By Andre Jaquet
Keenness was
my second name when I was a junior diplomat responsible for press liaison at
the South African Embassy in Washington in the mid-1970s. Remember, those were
tough times and all of us wondered whether there wasn’t a better way to earn a
living. Like, for instance, being a human cannon ball in a circus. Let me share
with you a cameo of my existence at the time.
“There are definitely
some advantages in this job and I must enjoy those rather than mope”, I mused.

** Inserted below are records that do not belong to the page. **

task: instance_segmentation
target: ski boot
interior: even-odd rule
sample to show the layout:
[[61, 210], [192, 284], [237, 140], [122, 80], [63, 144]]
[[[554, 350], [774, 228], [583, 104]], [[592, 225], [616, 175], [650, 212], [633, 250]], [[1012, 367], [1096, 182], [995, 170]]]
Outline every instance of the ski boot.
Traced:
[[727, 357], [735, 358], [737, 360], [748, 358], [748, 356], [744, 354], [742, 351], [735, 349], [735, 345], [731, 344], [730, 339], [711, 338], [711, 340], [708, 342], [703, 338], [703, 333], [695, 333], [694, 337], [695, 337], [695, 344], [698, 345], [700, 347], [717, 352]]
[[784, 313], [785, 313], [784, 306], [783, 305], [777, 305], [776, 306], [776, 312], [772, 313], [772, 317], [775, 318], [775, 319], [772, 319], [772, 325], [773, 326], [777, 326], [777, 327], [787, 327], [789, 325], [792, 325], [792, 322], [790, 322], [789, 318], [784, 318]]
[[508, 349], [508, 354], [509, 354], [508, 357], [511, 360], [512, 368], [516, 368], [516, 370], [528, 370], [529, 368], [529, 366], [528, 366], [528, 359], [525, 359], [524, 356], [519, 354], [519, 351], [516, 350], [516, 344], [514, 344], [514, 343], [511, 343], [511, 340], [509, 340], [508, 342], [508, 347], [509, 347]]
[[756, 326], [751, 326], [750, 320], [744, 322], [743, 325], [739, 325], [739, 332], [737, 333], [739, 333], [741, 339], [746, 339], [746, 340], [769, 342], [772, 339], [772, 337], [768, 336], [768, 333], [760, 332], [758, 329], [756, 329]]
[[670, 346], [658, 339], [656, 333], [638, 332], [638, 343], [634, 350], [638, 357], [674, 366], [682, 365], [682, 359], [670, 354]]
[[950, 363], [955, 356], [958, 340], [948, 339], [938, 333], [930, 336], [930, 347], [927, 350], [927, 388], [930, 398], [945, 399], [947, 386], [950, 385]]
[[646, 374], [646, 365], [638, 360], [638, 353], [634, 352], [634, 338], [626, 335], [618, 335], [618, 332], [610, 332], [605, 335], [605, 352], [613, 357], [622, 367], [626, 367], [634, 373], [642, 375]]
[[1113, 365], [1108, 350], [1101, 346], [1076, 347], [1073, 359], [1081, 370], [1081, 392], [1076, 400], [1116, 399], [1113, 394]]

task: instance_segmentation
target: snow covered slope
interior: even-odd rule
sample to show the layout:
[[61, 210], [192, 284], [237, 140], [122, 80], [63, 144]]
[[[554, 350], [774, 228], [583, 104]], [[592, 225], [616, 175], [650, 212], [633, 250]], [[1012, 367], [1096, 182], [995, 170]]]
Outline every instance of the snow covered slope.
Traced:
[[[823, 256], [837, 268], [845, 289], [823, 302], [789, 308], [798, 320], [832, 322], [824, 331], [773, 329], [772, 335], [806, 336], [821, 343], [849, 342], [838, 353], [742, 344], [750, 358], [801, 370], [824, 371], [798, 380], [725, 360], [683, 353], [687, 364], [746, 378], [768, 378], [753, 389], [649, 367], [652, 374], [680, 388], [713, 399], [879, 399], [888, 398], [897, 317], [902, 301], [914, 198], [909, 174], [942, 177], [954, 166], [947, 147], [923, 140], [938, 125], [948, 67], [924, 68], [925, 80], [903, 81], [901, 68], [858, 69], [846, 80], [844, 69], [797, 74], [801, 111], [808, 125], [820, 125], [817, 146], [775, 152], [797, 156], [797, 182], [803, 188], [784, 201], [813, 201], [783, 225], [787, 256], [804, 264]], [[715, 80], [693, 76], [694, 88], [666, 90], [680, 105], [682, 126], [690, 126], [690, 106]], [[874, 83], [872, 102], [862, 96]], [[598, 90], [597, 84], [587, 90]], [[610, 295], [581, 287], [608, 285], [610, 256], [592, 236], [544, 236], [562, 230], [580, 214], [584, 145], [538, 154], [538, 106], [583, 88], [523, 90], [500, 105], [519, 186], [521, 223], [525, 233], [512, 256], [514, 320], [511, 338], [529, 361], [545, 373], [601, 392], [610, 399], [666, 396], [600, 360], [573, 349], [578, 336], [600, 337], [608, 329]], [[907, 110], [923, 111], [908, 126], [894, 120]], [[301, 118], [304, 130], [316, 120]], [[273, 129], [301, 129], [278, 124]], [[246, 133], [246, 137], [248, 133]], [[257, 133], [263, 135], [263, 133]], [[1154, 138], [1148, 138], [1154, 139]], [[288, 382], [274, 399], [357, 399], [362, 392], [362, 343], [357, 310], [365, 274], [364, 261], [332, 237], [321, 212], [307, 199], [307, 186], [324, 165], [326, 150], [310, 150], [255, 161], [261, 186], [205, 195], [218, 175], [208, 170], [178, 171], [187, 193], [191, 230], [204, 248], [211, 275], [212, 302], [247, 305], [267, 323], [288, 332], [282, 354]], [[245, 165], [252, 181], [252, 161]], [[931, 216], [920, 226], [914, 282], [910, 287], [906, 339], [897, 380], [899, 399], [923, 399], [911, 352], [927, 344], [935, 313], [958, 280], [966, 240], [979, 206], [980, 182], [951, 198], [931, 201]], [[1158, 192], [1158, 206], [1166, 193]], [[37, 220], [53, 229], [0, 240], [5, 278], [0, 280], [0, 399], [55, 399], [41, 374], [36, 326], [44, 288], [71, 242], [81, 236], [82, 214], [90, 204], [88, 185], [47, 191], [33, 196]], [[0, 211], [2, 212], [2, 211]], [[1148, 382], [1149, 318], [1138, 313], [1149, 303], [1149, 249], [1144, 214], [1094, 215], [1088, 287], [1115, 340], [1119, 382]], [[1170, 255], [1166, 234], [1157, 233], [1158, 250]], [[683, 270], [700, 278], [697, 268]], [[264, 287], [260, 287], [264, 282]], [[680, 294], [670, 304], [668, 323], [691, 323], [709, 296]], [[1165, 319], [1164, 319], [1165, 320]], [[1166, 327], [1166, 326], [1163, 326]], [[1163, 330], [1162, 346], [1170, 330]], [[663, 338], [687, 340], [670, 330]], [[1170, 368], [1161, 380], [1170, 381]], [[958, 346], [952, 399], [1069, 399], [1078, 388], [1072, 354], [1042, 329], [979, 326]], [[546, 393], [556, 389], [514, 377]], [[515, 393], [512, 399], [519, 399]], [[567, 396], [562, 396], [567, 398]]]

After all here I am, lazily sipping a super South African wine on the terrace
of a ritzy restaurant on the Potomac. The evening is balmy and the lovely cherry
blossoms compete mildly with wafts of Chanel Number 5. My Ambassador has asked me to arrange a
private, off the record meeting for him with Meg Greenfield of the Washington
Post who is on her way to South Africa for an in-depth look at the aftermath of
the Soweto riots. She and I are waiting for the arrival of our guest.
Then His Excellency
rises to welcome her and without warning launches into a harangue listing the
wrongs done in the United States to African Americans by successive white
governments. Meg reads the dismay on my face and later over coffee asks me what
she will really discover when she travels to South Africa. The best I can do is
to mutter: “You will find some things better than you think and some worse”. I
was quite proud of the little phrase I had come up with on the spur of the
moment.
Five weeks later, the
cover of the magazine section of the Washington Post carried a banner headline:
“SOUTH AFRICA: IT’S WORSE THAN YOU THINK”.